Players on extreme heat: It's part of the game

Fernando Verdasco from Spain (8) against Fabio Fognini from Italy during their 1st round US Open 2010 match at the USTA Billie Jean King National Tennis Center in New York August 31, 2010. Credit: Getty/TIMOTHY A. CLARY
Nothing shady was going on at the U.S. Open Tuesday. The temperature was rising on both sides of the court, the sun boring down on contenders and unseeded hopefuls alike.
But while the 109-degree on-court reading (96 on the tennis center grounds) in midafternoon was noticeably hot for Flushing Meadows during this annual two-week championship, the players reminded that they have seen much worse in a sport that follows the sun year-round.
"OK, it was hot," said Cyprus' Marcos Baghdatis, the No. 16 seed who admitted to feeling "heavy" in his five-set upset loss to Frenchman Arnaud Clement. "But, I mean, usual day. We play so many matches in the heat. [Monday] was hot, too; we had to practice. So . . ."
Mardy Fish, the Florida-based Minnesota native who needed five sets in the midday oven to cook Czech Jan Hajek's goose, found the weather - in comparison with recent tournaments in Atlanta, Washington and Cincinnati - "just feels nice."

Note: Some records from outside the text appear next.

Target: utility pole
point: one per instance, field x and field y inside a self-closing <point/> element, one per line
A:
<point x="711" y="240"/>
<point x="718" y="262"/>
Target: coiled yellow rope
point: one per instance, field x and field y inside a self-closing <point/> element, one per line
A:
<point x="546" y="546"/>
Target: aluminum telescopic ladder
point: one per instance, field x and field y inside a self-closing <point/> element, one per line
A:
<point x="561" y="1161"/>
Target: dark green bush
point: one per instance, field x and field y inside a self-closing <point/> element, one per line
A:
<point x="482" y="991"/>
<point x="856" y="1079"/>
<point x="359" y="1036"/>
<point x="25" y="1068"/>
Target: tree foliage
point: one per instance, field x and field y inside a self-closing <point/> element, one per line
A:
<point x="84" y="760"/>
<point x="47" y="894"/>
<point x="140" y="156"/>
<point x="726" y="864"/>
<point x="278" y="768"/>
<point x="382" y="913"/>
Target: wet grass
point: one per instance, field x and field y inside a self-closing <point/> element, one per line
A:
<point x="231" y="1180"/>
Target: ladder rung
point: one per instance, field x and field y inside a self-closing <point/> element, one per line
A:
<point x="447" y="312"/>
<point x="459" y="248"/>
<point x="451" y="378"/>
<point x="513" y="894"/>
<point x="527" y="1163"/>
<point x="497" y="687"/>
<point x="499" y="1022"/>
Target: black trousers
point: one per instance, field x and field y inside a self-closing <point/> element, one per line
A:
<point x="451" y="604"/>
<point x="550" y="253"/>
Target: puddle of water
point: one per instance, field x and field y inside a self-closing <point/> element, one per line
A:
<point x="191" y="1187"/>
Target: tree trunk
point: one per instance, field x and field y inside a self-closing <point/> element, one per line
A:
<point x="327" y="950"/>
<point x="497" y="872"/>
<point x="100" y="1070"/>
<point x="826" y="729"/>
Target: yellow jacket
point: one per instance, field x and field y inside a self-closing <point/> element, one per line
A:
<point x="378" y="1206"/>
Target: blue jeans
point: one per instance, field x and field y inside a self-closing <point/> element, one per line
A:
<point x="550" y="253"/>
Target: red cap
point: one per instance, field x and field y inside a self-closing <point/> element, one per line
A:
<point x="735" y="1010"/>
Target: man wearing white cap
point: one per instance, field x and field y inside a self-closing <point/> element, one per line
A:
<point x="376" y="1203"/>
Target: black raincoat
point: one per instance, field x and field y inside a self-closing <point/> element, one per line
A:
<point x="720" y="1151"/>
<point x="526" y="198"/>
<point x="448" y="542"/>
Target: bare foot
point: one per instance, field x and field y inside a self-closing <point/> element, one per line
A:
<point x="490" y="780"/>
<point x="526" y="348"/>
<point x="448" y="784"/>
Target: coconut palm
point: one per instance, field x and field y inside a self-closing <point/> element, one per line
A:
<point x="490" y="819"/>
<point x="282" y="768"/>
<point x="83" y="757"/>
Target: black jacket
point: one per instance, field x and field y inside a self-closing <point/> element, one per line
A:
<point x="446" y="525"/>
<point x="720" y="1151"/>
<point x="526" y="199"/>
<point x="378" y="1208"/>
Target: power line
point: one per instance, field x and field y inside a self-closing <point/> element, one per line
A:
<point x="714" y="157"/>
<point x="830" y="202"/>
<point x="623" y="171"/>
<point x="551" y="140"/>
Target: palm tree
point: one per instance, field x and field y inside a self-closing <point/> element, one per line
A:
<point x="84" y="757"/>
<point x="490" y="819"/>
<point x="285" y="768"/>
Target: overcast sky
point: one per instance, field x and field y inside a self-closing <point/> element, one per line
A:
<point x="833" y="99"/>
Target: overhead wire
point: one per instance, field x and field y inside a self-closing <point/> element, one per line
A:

"Yes, it was hot," Fish said. "Probably hottest it's going to be here. But, I mean, what we went through this summer in Atlanta, it's just not even close. It's 50 degrees less."
Even Novak Djokovic, who has demonstrated a certain fear and trembling in long, hot matches and Tuesday needed five sets to hold off countryman Viktor Troicki, refused to complain. "Well, look," Djokovic said, "it was very hot, just very hot. But the heat issue is something that's just there, and the same for everybody."
At 1 p.m. Tuesday, tournament officials invoked the Grand Slam tournaments' "extreme weather policy" in relation to the women's matches. That meant that, for any women's match begun after implementation of the policy, a 10-minute break was available to players after the second set - if at least one player requested it from the chair umpire.
The rule does not apply to men's play and Clement was among those who agreed that it shouldn't.
"Some players like to play indoor, some like to play on clay, some like to play on grass," Clement said. "Some players play better than others, physically, so I think it's good for the game to have different conditions to play. I think [intense heat] is part of the game, completely."
At the Australian Open, contested each January at the height of the Southern Hemisphere summer, temperatures in the 100s are not unusual. That tournament has the luxury of a retractable roof on its center court, and soaring temperatures have moved officials to close the roof occasionally.
In 2009, one set of a women's quarterfinal, featuring Serena Williams' victory over Svetlana Kuznetsova, was played in 107-degree heat in Melbourne before tournament officials closed the roof. But, to Kuznetsova, who defeated Japan's Kimiko Date Krumm under the high-noon sun Tuesday, an uneven application of "extreme weather" policies can be more unsettling than the New York heat.
Kuznetsova noted that, in Australia, the weather rule states that the roof will not be closed after a match has begun, "but they stop it and they close the roof because [Williams] complained," she said. "I'm not sure how the rules should work."
But Tuesday? "This year was hot everywhere," Kuznetsova said. "I mean, just in Russia it was so hot, and Cincinnati was so hot. You just go along and you say, 'OK, this is what I have to deal with.' "
Djokovic admitted that, "in very difficult conditions, feeling exhausted, you start panicking a little when you don't feel great. But the weather is the weather. You just have to try to be patient and wait for the shadows - like I did."